In today’s e-Mobility manufacturing landscape, hairpin stator production has reached a level of maturity that only a decade ago seemed ambitious. ATOP’s fourth-generation machines, now part of the IMA EV-TECH technological portfolio, represent the consolidation of more than 15 years of continuous development in copper bar stator processing. Higher productivity, improved process stability and optimized footprint are no longer differentiating elements, they are expected standards.
Behind these results lies a precise engineering philosophy built on three pillars: innovation, flexibility and compactness. These principles didn’t emerge gradually; they were embedded in the project from its earliest stage. When ATOP began developing its first fully automatic hairpin stator line in 2009, the market was still largely oriented toward conventional coil insertion technology. Choosing to invest in copper bar technology meant stepping into largely uncharted territory, anticipating its potential for the future of electric motor manufacturing.
Hairpin technology, the core of electric motor manufacturing
Hairpin forming quickly proved to be the technological core of the process. The introduction of CO₂ laser technology for enamel removal, combined with fully programmable 3D robotic forming, established a controlled and repeatable approach to copper shaping. Yet precision alone was not sufficient. Production lines had to accommodate multiple stator variants, different slot geometries and varying conductor configurations. Flexibility became a structural requirement rather than an optional feature.
To address this, QCO (Quick Change Over) concepts were integrated from the outset. Tooling systems were designed with fixed references, eliminating the need for fine tuning at start-up. In the EV sector, where each component carries significant value, the objective was clear: after changeover and quality verification, the first produced part must already meet specifications. The extensive use of electric axes across process functions provided the control accuracy necessary to reach this goal.
Compactness was another distinctive feature. Electrical and pneumatic cabinets were initially integrated into the machine structure, reducing footprint and improving layout efficiency. While Tier 1 and Tier 2 customers readily adopted this configuration, OEMs often required more conventional external cabinets. Today, IMA EV-TECH offers both solutions, responding to different production philosophies.
Over the years, the company’s expertise has grown through a rigorous engineering approach and continuous collaboration between R&D teams and universities. Copper, however, has repeatedly demonstrated behaviours that aren’t always predictable. Its reaction to forming and welding processes led engineers to define it as “a living material”, capable of changing characteristics depending on variables that aren’t always immediately evident.
Welding has remained a critical phase in hairpin technology. Early alignment systems based on masks evolved significantly over time. In high slot-count and small-diameter applications, gripping systems replaced masking solutions. More recently, a three-effect mask has been introduced to ensure tangential and radial alignment while guaranteeing axial containment.
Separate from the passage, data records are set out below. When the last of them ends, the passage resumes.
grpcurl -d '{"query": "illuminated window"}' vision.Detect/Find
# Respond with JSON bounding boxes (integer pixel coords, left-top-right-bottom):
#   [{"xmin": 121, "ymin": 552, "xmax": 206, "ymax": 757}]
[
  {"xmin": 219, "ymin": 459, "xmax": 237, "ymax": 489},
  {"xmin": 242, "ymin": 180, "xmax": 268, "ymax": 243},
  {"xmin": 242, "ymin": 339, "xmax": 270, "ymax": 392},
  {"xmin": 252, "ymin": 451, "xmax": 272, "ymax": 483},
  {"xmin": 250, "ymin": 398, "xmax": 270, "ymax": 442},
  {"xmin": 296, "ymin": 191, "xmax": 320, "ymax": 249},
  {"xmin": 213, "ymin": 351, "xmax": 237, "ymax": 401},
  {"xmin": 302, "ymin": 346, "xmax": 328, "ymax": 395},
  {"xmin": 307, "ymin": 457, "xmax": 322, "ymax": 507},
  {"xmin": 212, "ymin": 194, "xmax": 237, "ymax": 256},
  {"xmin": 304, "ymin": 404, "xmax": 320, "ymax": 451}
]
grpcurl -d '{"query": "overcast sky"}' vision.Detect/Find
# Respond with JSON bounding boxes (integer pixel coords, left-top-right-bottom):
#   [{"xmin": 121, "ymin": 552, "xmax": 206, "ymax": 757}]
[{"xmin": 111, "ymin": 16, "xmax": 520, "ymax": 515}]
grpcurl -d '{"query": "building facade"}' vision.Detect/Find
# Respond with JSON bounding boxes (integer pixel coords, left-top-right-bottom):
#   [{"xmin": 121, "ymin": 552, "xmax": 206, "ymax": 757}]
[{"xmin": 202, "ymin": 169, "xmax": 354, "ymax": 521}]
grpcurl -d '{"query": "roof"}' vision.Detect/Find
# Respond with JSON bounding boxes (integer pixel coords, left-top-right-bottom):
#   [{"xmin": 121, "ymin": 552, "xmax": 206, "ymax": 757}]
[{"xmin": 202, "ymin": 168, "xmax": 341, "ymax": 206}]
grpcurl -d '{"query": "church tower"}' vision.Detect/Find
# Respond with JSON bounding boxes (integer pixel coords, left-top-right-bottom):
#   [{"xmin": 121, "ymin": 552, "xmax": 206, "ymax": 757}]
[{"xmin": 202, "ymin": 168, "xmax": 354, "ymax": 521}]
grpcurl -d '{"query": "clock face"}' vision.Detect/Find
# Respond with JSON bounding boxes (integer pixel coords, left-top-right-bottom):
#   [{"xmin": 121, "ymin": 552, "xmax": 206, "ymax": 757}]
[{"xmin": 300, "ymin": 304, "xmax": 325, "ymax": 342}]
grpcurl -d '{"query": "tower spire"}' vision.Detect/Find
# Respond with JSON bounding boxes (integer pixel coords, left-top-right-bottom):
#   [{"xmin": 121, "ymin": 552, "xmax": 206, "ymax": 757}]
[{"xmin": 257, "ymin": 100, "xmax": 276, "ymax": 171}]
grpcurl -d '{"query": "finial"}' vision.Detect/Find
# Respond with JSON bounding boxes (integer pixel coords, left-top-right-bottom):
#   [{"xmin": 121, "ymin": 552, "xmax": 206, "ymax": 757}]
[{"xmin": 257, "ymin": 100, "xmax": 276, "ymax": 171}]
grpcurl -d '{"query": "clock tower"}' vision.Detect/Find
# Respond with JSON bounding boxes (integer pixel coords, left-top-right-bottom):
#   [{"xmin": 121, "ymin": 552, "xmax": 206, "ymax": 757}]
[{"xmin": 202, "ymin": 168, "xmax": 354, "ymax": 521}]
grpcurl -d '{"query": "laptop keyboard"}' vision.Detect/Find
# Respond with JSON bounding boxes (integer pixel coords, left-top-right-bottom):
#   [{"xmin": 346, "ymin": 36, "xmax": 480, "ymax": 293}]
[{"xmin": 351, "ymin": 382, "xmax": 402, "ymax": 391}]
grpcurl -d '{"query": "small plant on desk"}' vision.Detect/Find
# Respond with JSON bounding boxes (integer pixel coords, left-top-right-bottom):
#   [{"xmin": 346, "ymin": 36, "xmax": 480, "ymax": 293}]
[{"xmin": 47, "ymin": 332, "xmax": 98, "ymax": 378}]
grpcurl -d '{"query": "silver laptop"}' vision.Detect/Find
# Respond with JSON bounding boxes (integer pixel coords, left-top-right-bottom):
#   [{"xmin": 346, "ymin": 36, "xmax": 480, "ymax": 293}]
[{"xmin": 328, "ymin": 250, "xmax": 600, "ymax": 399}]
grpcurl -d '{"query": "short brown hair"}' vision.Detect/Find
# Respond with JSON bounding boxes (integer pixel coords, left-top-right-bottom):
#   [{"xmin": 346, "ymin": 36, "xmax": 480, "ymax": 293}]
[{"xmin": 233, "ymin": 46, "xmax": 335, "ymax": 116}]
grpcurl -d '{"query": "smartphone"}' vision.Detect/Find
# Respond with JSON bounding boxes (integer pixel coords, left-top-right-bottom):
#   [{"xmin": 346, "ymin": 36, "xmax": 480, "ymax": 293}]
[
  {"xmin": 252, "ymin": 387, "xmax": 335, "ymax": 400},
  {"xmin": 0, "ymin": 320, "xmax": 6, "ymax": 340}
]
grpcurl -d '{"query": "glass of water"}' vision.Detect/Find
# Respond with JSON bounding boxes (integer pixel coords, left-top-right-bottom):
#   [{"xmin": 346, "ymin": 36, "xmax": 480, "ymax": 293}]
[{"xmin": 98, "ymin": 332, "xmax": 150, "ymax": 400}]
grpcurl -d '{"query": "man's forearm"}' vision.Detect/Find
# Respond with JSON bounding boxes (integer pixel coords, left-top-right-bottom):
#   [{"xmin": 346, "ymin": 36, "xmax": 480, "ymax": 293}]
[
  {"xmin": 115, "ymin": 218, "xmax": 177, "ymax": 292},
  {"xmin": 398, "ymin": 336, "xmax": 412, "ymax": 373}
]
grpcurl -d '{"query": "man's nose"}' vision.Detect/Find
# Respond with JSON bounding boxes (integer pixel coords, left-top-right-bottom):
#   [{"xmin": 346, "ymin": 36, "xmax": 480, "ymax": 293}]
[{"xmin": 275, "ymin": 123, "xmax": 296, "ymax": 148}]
Its reduced thickness makes it particularly suitable for very short wire leads, including so-called “minipins,” with serial production already achieving straight terminal lengths below 6 mm.
Today, ATOP’s fourth-generation hairpin stator machines consolidate more than a decade of technological evolution. Higher productivity, increased process stability and optimized footprint summarize the progress achieved while preserving the original design principles.
Looking ahead, the evolution of e-mobility motor design remains open. Hairpin stators are widely considered a strong solution, yet some view them as a transitional step toward simpler and more cost-effective manufacturing concepts.
Continuous Flow Winding (CFW): a promising development
IMA EV-TECH continues to explore alternative technologies. Traditional wave winding still presents constraints in motor design, process control and automation scalability. In this context, Continuous Flow Winding (CFW) represents a promising development. Originally engineered to meet specific motor requirements, CFW addresses many of the limitations associated with conventional wave winding.
The external insertion process enables closed-gap inner diameters, while helicoidal slot profiles support improved magnetic flux distribution and smoother conductor insertion. The reduced wave development allows compact equipment, with a complete line footprint comparable to that of a hairpin stator line. Moreover, outer-slot insertion limits copper crown height to below 24 mm, contributing to a more compact end-winding geometry.
Applications using both Litz wire for single-pole stators and rigid conductors have already been developed, expanding the potential of this technology.
As the stator shows continuous evolutions, also the rotor requires development of technologies. EESM rotors are growing as an important alternative to permanent magnets. New winding solutions becomes necessary to better support the challenge of large-scale manufacturing in efficiency.
Defining the exact trajectory of future motor architectures remains complex. What is certain is that IMA EV-TECH, building on ATOP’s technological heritage, will continue to support customers with solutions designed to evolve alongside the e-Mobility market.